Brian suffers from consistent pain after hurting his lower back while unloading a stretcher with a patient from a helicopter in Iraq. Doctors said he will eventually need to undergo back surgery to correct a bulging disk. He wants to apply for disability, but plowing through bureaucracy at the Veterans Affairs Department has been "very tedious, very confusing," and the paperwork is "really complicated." He finds himself annoyed by the process, more irritable than before he went to war.

At the same time, the couple have had a hard time reconnecting with friends they had before the war. "I don't know that I am motivated enough to go and talk to them," said Brian, who will return to Salem State College this month on the GI bill to study geography. "I was telling a cousin of mine, I just need to be alone, figure out stuff.... I kind of closed myself off. I feel like we're blocking people off in a sense."

This self-imposed isolation is bearing down on his wife, who started working as a night nurse at a Hampton, N.H., nursing home last week. She misses being among people who understand the trauma and pain she has seen.

"The typical 23-year-old woman at the mall thinks about shopping and boys and has just gotten out of college," she said. "And I have gotten out of the Army, and I've been to war, and I'm married."

First Sergeant Shirley Martino, an IV nurse, strolled down the pale linoleum tiles of the cardiac floor carrying a plastic container of wonton soup that belonged to the patient in bed 419. She was taking the soup to the nursing station, where she would heat it up in the microwave.

Three months ago, Martino was in Iraq, treating "small children in our hospital with shrapnel in their bodies." There was an American soldier who had survived a roadside bomb, and who clung to Martino's arms, calling: "What happened, first sergeant, what happened?"

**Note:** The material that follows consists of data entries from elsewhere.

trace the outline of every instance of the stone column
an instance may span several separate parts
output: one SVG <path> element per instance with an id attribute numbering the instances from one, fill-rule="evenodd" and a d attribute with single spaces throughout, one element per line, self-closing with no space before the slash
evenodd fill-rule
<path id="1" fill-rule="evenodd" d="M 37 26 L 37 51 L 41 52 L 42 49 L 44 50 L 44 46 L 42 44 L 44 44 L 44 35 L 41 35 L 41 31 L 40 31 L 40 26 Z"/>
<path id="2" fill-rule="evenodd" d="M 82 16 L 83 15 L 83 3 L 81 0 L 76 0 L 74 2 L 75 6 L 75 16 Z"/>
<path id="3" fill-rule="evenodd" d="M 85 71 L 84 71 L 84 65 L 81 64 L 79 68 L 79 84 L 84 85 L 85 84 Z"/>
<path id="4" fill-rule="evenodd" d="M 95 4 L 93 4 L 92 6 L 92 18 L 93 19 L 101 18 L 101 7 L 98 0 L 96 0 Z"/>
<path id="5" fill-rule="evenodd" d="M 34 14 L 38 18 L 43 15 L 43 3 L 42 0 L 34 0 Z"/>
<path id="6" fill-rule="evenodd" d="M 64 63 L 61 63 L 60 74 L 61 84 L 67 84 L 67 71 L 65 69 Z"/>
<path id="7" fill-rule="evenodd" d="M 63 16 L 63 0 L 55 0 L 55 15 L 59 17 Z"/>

"The last thing he remembers he was standing next to his Humvee," Martino, 57, said. "And I look down and see that he has no legs."

On the hushed cardiac floor of the Merrimack Valley Hospital in Haverhill, where she works, "we don't get mangled bodies, generally speaking," Martino said. Most of her patients are in their 70s and 80s. The care they require is a familiar, quiet routine.

Fellow nurses in Haverhill have asked Martino "how I'm going to survive in this docile atmosphere." She shrugged. "It's still nursing, and that's what I do best."

But she does not expect her work here to ever be as satisfying, professionally and emotionally, as what she and her comrades did in Iraq.

"Think of the lives that those young kids [in Iraq] wouldn't have experienced if we didn't save their lives," she said. "How satisfying is that! How much more profound."

As she spoke, the soup container whirled inside the humming microwave.

"And now I'm heating up his wonton soup," Martino said.